改札を抜けると、床には小さな猫の足跡が点々と続き、まるで私たちをどこかへ導いているかのようです。壁面には巨大な猫の目が描かれ、その視線は訪れる者を優しく見守っています。階段の踊り場では、天井に踊る猫たちの姿が描かれ、まるで今にも動き出しそうな躍動感に満ちています。
駅の1番と3番出口の屋根は、猫の耳を模したデザインとなっており、建物全体が猫の姿を象徴しています。これらの細部に至るまでの工夫は、猫たちの伝説を現代に蘇らせ、訪れる人々にその物語を静かに語りかけています。
駅を出てすぐの場所には、「踊場の碑」と呼ばれる石碑が佇んでいます。これは、1737年に猫の霊を慰め、地域の安泰を祈願して建てられたもので、今もなお地元の人々によって大切に守られています。碑の周囲には猫の置物や花が供えられ、訪れる人々の心を和ませています。
この地に伝わる「ねこの踊場」の物語は、かつて戸塚宿の醤油屋「水本屋」で飼われていた猫のトラが、毎晩手ぬぐいを持ち出し、仲間の猫たちと共に踊っていたというものです。
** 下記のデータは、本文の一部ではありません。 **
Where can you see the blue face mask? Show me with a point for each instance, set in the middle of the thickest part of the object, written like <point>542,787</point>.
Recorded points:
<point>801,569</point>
ある月夜、主人がその光景を目撃し、猫たちが手ぬぐいを被って楽しげに踊る姿に驚きました。この話が広まり、村人たちはその丘を「踊場」と呼ぶようになったと言われています。
駅周辺には、猫の伝説にちなんだスポットが点在しています。例えば、駅から徒歩5分ほどの場所にある「踊場公園」には、子どもたちが遊べるログハウス「ニャンぱく砦」があり、猫をモチーフにした遊具や装飾が施されています。公園内の緑豊かな散策路を歩けば、まるで猫たちの足跡を辿っているかのような気分に浸ることができます。
また、毎年2月22日の「猫の日」には、駅構内で「おどりばねこまつり」が開催され、地元の飲食店主を中心に公募した猫の写真が展示されるなど、地域全体で猫の伝説を祝うイベントが行われています。
踊場駅は、単なる交通の拠点にとどまらず、猫たちの伝説と現代が融合した、心温まる空間となっています。訪れる人々は、駅構内や周辺の猫モチーフを探しながら、かつてこの地で繰り広げられた猫たちの舞踏会に思いを馳せることでしょう。